Quelque part dans la nuit
Les ombres dansaient à travers la fenêtre. Je n’avais jamais fermé les volets. Ma manière à moi d’accueillir la liberté sans doute.
Les boulevards, en dessous, bruissaient encore d’une légère activité qui s’estompait avec la nuit.
Il n’était pas si tard. Ou plutôt il l’était déjà. Ces heures indistinctes où tout devenait flou, comme la possibilité d’un lendemain. Alors que les draps n’étaient plus très chauds, au bout de mes doigts.
S’était-il levé? était-il parti faire un tour?
Je ne me demandais jamais avec qui. Connaître la réponse ne m’aurait rien apporté. Rien d’autre que des souffrances d’incertitude, ces falaises au bord desquelles je ne voulais pas me tenir en équilibre précaire.
Je m’étendis dans le lit devenu trop grand, gardant la couette haute sur mes épaules. Le regard happé par les dessins que les phares des voitures renvoyaient sur mon plafond, j’essayais de ne pas imaginer les quais où je l’avais retrouvé plusieurs années avant. Ni le regard fou des mecs qui l’avaient tabassé en le laissant pour mort. Je ne crois pas que j’oublierai jamais ce souvenir. Cet instant, parmi tous les autres, où j’avais cru l’avoir perdu pour toujours.
Je frissonnai. Pas de froid. À moins que l’absence de son corps chaud et doux contre le mien ne réveille un manque qui ne serait jamais comblé.
Depuis combien de temps était-il parti? J’abandonnai l’idée de lire l’heure sur mon téléphone, qui devait traîner quelque part sur la table basse du salon. Et le café en bas de chez nous ne m'aida pas à évaluer l’heure. Il était ouvert toute la nuit.

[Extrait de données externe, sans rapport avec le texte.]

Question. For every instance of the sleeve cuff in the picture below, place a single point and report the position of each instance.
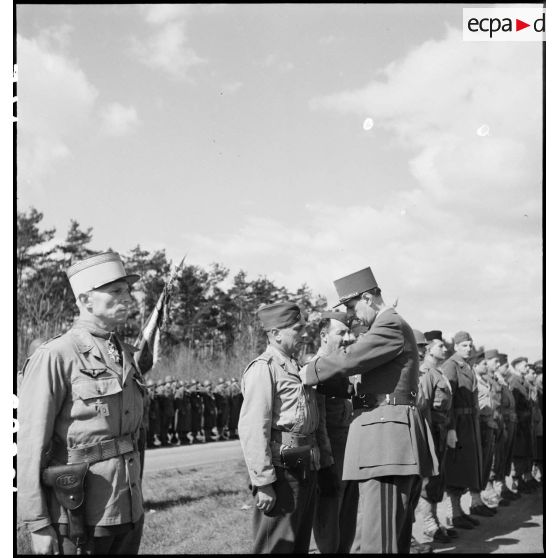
(309, 374)
(37, 524)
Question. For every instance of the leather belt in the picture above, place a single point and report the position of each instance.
(92, 453)
(374, 400)
(463, 411)
(292, 439)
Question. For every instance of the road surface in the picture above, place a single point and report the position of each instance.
(517, 528)
(164, 459)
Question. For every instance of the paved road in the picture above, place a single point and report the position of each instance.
(163, 459)
(515, 529)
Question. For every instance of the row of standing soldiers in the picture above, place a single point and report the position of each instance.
(188, 412)
(493, 410)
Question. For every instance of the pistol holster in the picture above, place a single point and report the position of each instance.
(68, 485)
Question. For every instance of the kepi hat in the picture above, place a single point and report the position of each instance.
(354, 285)
(434, 334)
(279, 315)
(98, 270)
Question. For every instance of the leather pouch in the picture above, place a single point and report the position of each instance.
(296, 460)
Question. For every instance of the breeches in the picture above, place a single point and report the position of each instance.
(287, 528)
(124, 543)
(388, 505)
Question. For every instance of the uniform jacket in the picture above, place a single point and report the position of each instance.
(74, 395)
(274, 398)
(464, 463)
(435, 397)
(389, 439)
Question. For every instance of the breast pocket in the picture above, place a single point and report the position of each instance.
(94, 397)
(442, 398)
(386, 437)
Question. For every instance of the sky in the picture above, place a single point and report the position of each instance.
(299, 142)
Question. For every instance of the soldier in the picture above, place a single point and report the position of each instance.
(235, 404)
(523, 443)
(388, 447)
(491, 495)
(222, 404)
(421, 343)
(435, 400)
(80, 412)
(277, 425)
(504, 444)
(336, 510)
(538, 368)
(183, 412)
(464, 462)
(154, 416)
(166, 409)
(488, 428)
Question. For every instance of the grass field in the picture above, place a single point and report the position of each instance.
(192, 511)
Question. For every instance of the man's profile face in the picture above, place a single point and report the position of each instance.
(437, 349)
(481, 367)
(290, 338)
(111, 302)
(361, 309)
(464, 348)
(493, 364)
(338, 335)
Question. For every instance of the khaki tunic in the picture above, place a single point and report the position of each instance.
(274, 398)
(72, 394)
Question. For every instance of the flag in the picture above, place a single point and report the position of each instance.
(148, 342)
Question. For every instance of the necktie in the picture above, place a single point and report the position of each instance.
(113, 349)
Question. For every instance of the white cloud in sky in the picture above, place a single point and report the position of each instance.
(233, 87)
(55, 102)
(166, 47)
(118, 120)
(461, 247)
(57, 105)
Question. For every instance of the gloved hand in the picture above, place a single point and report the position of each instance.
(451, 439)
(328, 482)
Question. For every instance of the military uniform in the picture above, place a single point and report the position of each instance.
(464, 462)
(276, 404)
(505, 441)
(73, 397)
(522, 452)
(196, 404)
(235, 399)
(209, 412)
(222, 404)
(336, 514)
(183, 410)
(435, 401)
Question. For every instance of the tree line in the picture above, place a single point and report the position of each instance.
(211, 313)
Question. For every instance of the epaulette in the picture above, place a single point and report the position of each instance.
(49, 340)
(264, 357)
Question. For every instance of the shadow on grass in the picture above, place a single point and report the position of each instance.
(174, 500)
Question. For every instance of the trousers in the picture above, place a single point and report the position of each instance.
(388, 505)
(127, 542)
(287, 528)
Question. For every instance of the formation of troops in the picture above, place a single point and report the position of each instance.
(376, 429)
(178, 412)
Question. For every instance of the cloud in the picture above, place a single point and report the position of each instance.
(57, 106)
(55, 102)
(118, 120)
(166, 47)
(459, 244)
(231, 88)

J’aurais pu lui envoyer un message. Ou l’appeler. Mais s’il avait pris sa moto, il ne décrocherait pas.
J’étais en train de lutter, coincé entre le sommeil qui revenait et son absence à mes côtés, lorsque la porte d’entrée grinça. Ses pas, discrets, se déchaussèrent dans l’entrée. Le blouson trouva le dossier du canapé car il fit un son mat en trouvant le tissu élimé. Il poussa un soupir lent. Profond.
Je l’entendis s’approcher à mesure que je fis semblant de dormir. Arriverai-je à calmer ma respiration? L'écouter venir vers moi, ne pas me réveiller, en douceur, me faisait l’effet de l’observer en cachette. Comme si je volais ses précieux moments où il me faisait craquer. Tant de précaution pour que je ne sache pas ce qu’il avait fabriqué m'amusaient un peu.
Son jean glissa par terre, son pull le rejoignit, et il souleva délicatement la couette en restant à distance de moi. Le matelas bougea à peine lorsqu’il s’installa sur le dos, les bras repliés sous sa nuque, les yeux grands ouverts.
II sentait l’air frais. Et l’odeur chaude et rassurante de sa peau. Je fis semblant de bouger dans mon sommeil, et me rapprochai de lui. Sa main sur son ventre le fit se raidir, puis se détendre imperceptiblement.
Caressant sa peau douce, je traçais des cercles de mon pouce qui se voulait rassurant. Je sentais son corps chaud, tout près. Je n’avais qu’à rompre les quelques centimètres qui restaient entre nous pour qu’il épouse le mien. La tiédeur m’y appelait et je me lovai contre son flanc. Sa tête s’inclina vers moi et trouva mes yeux toujours fermés. Sa peau contre mes lèvres, je l’embrassai. Il délogea un bras de sous sa tête pour le poser sur mon épaule. Sa main chaude se referma sur moi et nous serra davantage. Mes jambes trouvèrent les siennes et se faufilèrent entre elles. Mon genou sur sa cuisse, mes hanches plaquées sur les siennes, ma bouche contre sa peau, son souffle dans mes cheveux, nous étions tout ce dont nous avions besoin.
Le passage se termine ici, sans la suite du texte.